Responsibility according to the General Data Protection Regulations


I recently published about the GDPR Penalty System. It is of course clear that you need to know how much you have to pay when you breach the rules. However that kind of components have to taken into consideration before you get the penalty? In order to get this clear I came across the page of GDPR Associates The combined knowledge of many professionals gives insight in real deal around GDPR. One of the main questions is for example: When do you have to take full Responsibility according to the General Data Protection Regulations

GDPR Associates

An Association of experts around the globe brought together to assist clients to better understand the implications of GDPR, to share knowledge, advice & guidance.

We are experts in identifying the technology, talent, legal and auditing skills you need to ensure you have a complete, secure, defensible GDPR strategy, allowing you to focus on building your brand, customer, employee and supplier confidence in the digital economy, whilst mitigating the impact of any potential data breach.

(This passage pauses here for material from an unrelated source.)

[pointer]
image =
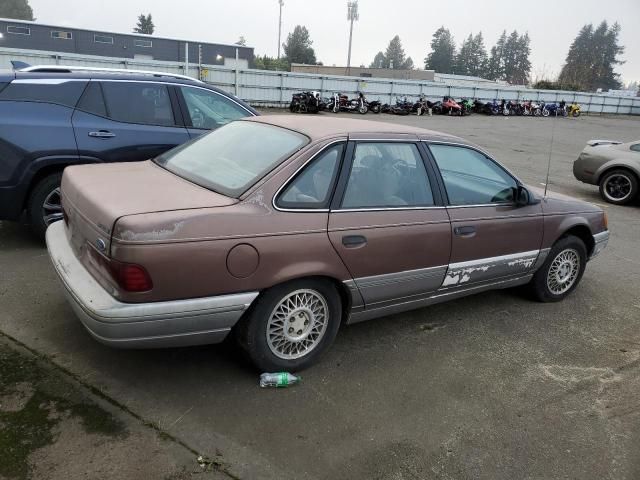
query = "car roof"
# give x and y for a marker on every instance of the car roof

Responsibility according to the General Data Protection Regulations

When deciding whether to impose a fine or the amount to be paid as a fine, the following will be taken into consideration for each individual case:

The nature, gravity and duration of the infringement taking into account the nature, scope or purpose of the processing concerned. But also the number of data subjects affected and the level of damage suffered by them

The intentional or negligent character of the infringement

Any action taken by the controller or processor to mitigate the damage suffered by data subjects

The degree of responsibility of the controller or processor taking into account technical and organisational measures implemented by them

Any relevant previous infringements by the controller or processor

The degree of cooperation with the supervisory authority in order to remedy the infringement.  And mitigate the possible adverse effects of the infringement

The categories of personal data affected by the infringement

The manner in which the infringement became known to the supervisory authority. In particular whether, and if so to what extent, the controller or processor notified the infringement

Where measures referred to in Article 58(2) have previously been ordered against the controller or processor. Concerning with regard to the same subject-matter, compliance with those measures

Adherence to approved codes of conduct pursuant to Article 40 or approved certification mechanisms pursuant to Article 42

Any other aggravating or mitigating factor applicable to the circumstances of the case, such as financial benefits gained. But also losses avoided, directly or indirectly, from the infringement.

Penalties and Payments

If somebody in your organization makes different mistakes than the total amount of the administrative fine will not exceed the fine for the most serious infringement for the same or linked processing operations. Member States will also have the ability to apply penalties for infringements to the GDPR. The Member State will be responsible for implementing such penalties, which must be effective, proportionate and dissuasive. Besides these fines and penalties individuals will have the right to claim compensation as well. They can do this for any damage suffered as a result of violating the GDPR.